Originally I was going to use torch.arange to create weight decay values (without subtracting 1e-6 from the upper bound as I eventually did below), but it acculumated floating point error. The following tensor should stop at 0.0990 but goes up to 0.1000 because of floating point error.

torch.arange(0.01, 0.1, 0.001)

tensor([0.0100, 0.0110, 0.0120, 0.0130, 0.0140, 0.0150, 0.0160, 0.0170, 0.0180,
        0.0190, 0.0200, 0.0210, 0.0220, 0.0230, 0.0240, 0.0250, 0.0260, 0.0270,
        0.0280, 0.0290, 0.0300, 0.0310, 0.0320, 0.0330, 0.0340, 0.0350, 0.0360,
        0.0370, 0.0380, 0.0390, 0.0400, 0.0410, 0.0420, 0.0430, 0.0440, 0.0450,
        0.0460, 0.0470, 0.0480, 0.0490, 0.0500, 0.0510, 0.0520, 0.0530, 0.0540,
        0.0550, 0.0560, 0.0570, 0.0580, 0.0590, 0.0600, 0.0610, 0.0620, 0.0630,
        0.0640, 0.0650, 0.0660, 0.0670, 0.0680, 0.0690, 0.0700, 0.0710, 0.0720,
        0.0730, 0.0740, 0.0750, 0.0760, 0.0770, 0.0780, 0.0790, 0.0800, 0.0810,
        0.0820, 0.0830, 0.0840, 0.0850, 0.0860, 0.0870, 0.0880, 0.0890, 0.0900,
        0.0910, 0.0920, 0.0930, 0.0940, 0.0950, 0.0960, 0.0970, 0.0980, 0.0990,
        0.1000])

The following arange call results in the correct number of values:

torch.arange(0.0001, 0.001-1e-6, 0.00001).shape, \
torch.arange(0.001, 0.01-1e-6, 0.0001).shape, \
torch.arange(0.01, 0.10-1e-6, 0.001).shape, \
torch.arange(0.1, 1.0-1e-6, 0.01).shape

(torch.Size([90]), torch.Size([90]), torch.Size([90]), torch.Size([90]))

wds = torch.cat([
    torch.arange(0.0001, 0.001-1e-6, 0.00001),
    torch.arange(0.001, 0.01-1e-6, 0.0001),
    torch.arange(0.01, 0.10-1e-6, 0.001),
    torch.arange(0.1, 1.0-1e-6, 0.01)])

wds.shape

torch.Size([360])

pd.Series(wds).plot();

Next, I’ll estimate the disk space required to store the training loss, validation loss and weights for all 360 models (1 per wd value).

With ChatGPT’s help:

import pickle
import io

def get_pickled_object_size(obj):
    # Create a BytesIO buffer
    buffer = io.BytesIO()
    # Pickle the object into the buffer
    pickle.dump(obj, buffer)
    # Get the size of the buffer
    size = buffer.getbuffer().nbytes
    return size

res = {
    'training_loss': learn.recorder.losses,
    'iters': learn.recorder.iters,
    'valid_cols': learn.recorder.metric_names.index('valid_loss') - 1,
    'validation_loss': L(learn.recorder.values[(np.array(learn.recorder.iters)<5).sum():]).itemgot(learn.recorder.metric_names.index('valid_loss') - 1),
    'weights': torch.nn.utils.parameters_to_vector(learn.model.parameters())
}

size = get_pickled_object_size(res)
print(f'The size of the pickled object for one model is {size/1e6} MB.')
print(f'The total size of the pickled objects for 360 models will be ~{360*size/1e6} MB.')

The size of the pickled object for one model is 2.345662 MB.
The total size of the pickled objects for 360 models will be ~844.43832 MB.

That’s quite a bit.
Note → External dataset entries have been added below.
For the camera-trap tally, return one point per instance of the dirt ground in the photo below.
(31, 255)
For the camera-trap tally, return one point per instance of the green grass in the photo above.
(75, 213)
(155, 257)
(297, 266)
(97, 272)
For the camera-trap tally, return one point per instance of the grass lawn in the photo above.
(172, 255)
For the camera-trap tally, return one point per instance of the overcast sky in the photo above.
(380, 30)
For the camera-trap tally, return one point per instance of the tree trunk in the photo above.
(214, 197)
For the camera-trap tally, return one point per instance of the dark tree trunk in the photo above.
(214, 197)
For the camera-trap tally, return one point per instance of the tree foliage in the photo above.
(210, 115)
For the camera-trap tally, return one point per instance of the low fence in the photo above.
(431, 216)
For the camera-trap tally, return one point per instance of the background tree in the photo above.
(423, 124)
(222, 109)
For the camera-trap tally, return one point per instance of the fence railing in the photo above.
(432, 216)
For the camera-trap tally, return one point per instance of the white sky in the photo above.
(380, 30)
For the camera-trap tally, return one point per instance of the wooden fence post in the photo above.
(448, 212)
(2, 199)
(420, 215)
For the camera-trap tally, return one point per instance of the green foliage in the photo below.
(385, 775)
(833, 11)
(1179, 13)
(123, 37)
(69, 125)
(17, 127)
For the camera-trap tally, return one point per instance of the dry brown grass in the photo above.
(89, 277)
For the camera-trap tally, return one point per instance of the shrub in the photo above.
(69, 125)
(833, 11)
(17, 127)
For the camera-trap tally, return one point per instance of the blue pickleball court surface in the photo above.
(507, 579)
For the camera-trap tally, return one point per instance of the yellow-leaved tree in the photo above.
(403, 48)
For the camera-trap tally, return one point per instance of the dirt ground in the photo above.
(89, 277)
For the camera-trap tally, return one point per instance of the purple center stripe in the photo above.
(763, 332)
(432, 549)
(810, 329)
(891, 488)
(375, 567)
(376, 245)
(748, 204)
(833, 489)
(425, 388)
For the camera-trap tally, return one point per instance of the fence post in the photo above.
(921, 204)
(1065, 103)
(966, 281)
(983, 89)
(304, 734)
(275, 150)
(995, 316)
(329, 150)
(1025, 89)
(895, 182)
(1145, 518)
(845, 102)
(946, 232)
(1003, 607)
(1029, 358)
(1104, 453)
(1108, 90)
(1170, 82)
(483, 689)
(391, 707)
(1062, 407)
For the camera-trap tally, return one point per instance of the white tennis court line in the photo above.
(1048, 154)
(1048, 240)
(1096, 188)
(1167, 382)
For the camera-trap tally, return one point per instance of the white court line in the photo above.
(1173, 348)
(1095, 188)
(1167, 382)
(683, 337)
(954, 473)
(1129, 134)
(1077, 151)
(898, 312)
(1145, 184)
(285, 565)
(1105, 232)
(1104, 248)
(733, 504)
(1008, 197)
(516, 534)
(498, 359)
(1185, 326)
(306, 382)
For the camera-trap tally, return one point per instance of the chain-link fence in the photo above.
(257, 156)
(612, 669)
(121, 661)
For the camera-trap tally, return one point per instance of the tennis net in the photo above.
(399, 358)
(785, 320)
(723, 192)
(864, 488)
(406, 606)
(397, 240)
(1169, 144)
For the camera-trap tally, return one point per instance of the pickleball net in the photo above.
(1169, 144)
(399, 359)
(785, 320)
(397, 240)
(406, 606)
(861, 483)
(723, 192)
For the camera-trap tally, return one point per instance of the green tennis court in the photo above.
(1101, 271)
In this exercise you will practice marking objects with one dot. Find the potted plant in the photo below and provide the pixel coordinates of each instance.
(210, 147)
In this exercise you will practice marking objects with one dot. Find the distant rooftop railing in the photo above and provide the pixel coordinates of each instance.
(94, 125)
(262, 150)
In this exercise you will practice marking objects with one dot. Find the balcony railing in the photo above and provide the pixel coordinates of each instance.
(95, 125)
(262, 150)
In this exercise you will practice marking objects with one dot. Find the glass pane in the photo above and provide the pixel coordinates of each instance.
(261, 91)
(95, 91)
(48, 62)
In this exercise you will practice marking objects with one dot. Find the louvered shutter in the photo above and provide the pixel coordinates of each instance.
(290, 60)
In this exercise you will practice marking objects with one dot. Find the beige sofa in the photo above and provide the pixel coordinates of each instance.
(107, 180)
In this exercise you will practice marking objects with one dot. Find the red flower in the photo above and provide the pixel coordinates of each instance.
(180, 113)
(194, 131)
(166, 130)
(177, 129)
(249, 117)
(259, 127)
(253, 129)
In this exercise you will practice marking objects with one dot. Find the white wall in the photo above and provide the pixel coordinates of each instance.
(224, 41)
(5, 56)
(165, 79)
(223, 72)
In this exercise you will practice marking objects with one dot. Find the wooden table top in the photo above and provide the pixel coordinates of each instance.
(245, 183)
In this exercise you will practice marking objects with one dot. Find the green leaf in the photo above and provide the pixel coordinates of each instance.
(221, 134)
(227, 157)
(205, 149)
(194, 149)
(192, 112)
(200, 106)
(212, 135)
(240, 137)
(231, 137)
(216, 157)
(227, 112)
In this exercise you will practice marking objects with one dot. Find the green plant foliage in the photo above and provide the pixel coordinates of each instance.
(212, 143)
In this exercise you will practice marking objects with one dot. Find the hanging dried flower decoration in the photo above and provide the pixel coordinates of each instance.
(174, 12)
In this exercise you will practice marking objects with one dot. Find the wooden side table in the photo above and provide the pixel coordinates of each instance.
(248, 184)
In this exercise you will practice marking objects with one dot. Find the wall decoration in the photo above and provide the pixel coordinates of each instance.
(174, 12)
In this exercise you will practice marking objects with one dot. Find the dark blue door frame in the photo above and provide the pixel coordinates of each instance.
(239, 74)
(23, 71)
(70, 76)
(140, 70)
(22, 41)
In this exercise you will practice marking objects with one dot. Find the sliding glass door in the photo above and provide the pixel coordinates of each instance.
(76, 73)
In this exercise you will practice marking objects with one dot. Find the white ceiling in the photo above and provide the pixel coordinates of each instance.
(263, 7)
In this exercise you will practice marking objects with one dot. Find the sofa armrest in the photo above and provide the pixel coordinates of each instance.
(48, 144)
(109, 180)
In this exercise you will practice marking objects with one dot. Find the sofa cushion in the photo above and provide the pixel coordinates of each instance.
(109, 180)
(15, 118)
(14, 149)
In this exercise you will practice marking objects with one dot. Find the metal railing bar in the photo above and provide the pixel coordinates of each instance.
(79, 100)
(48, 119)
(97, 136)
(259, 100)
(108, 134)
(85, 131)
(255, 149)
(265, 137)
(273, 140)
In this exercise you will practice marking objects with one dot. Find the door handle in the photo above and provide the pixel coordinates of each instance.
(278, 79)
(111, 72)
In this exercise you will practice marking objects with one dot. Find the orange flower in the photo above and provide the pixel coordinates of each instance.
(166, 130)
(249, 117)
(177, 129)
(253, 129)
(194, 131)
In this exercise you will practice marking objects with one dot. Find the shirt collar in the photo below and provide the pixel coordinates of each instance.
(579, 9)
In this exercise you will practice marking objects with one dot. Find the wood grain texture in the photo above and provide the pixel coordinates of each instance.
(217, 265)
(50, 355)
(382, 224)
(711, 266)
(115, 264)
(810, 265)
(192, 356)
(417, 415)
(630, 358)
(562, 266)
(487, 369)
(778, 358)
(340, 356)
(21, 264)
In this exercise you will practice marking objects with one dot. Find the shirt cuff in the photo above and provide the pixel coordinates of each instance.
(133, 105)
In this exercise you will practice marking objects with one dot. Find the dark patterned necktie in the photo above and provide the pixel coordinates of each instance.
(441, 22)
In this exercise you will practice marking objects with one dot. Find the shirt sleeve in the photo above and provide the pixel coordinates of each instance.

And seem unnecessarily large. learn.recorder.losses is a list of tensors:

learn.recorder.losses[:5]

[TensorBase(1.8254),
 TensorBase(1.8496),
 TensorBase(1.9542),
 TensorBase(1.8464),
 TensorBase(1.9200)]

Perhaps I can convert that to a list of floats and see if it reduces the storage size:

res = {
    'training_loss': [t.item() for t in learn.recorder.losses],
    'iters': learn.recorder.iters,
    'valid_cols': learn.recorder.metric_names.index('valid_loss') - 1,
    'validation_loss': L(learn.recorder.values[(np.array(learn.recorder.iters)<5).sum():]).itemgot(learn.recorder.metric_names.index('valid_loss') - 1),
    'weights': torch.nn.utils.parameters_to_vector(learn.model.parameters())
}

size = get_pickled_object_size(res)
print(f'The size of the pickled object for one model is {size/1e6} MB.')
print(f'The total size of the pickled objects for 360 models will be ~{360*size/1e6} MB.')
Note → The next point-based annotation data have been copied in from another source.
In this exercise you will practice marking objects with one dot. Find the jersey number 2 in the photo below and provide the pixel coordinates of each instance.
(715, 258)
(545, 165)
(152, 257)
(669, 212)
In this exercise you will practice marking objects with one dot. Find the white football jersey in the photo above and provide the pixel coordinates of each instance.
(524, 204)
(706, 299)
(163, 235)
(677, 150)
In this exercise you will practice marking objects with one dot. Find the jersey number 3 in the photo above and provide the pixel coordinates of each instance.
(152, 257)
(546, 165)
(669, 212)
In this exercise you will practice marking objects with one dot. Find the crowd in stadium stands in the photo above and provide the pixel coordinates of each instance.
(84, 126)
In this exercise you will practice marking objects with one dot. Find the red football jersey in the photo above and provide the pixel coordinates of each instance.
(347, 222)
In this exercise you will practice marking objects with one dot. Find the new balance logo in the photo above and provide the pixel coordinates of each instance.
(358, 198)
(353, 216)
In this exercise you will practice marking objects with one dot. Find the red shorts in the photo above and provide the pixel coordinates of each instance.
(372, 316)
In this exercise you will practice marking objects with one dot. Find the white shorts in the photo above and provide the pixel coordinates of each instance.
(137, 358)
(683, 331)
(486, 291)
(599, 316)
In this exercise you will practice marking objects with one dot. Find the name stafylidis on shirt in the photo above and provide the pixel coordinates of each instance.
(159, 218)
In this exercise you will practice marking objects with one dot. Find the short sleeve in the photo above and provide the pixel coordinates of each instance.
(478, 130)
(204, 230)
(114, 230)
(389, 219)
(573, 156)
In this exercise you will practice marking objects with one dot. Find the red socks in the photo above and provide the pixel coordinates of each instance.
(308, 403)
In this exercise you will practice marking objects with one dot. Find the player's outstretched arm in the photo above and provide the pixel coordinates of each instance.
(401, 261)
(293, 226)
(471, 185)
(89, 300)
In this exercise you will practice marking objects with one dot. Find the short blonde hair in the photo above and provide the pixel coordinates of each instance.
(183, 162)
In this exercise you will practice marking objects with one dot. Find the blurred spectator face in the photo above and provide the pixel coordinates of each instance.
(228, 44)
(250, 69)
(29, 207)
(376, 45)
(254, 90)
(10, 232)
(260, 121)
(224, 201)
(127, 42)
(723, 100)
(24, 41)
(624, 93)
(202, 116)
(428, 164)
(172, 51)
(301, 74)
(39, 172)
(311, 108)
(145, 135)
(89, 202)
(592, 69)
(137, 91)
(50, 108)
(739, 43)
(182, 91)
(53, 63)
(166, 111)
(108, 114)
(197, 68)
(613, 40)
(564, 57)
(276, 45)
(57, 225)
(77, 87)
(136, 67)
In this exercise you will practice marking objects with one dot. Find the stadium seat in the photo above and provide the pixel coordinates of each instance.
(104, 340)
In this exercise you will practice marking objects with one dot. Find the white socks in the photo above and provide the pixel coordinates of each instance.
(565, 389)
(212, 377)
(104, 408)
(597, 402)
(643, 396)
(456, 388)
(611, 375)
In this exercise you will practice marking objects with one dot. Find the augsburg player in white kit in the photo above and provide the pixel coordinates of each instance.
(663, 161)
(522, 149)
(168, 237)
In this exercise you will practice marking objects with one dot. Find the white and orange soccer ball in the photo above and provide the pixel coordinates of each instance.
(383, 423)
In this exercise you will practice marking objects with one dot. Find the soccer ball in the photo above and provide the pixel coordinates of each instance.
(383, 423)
The size of the pickled object for one model is 0.589096 MB.
The total size of the pickled objects for 360 models will be ~212.07456 MB.

That’s better! Most of the size is coming from my weights.

size = get_pickled_object_size(torch.nn.utils.parameters_to_vector(learn.model.parameters()))
print(f'The size of the pickled object for one model is {size/1e6} MB.')
print(f'The total size of the pickled objects for 360 models will be ~{360*size/1e6} MB.')

The size of the pickled object for one model is 0.532648 MB.
The total size of the pickled objects for 360 models will be ~191.75328 MB.

With ChatGPT’s help: there are 133059 float32 elements in the weights tensor. Each float32 element is 4 bytes large. 4 x 133059 is 532236 bytes, which is ~0.5MB. I’ll keep them as float32’s and accept the larger disk space (since I’m keeping this only temporarily).

Running the Experiment

Now I can run the experiment and collect the data on it. I’ll do a quick run with 3 models and save the Learner objects to make sure I’m collecting data correctly.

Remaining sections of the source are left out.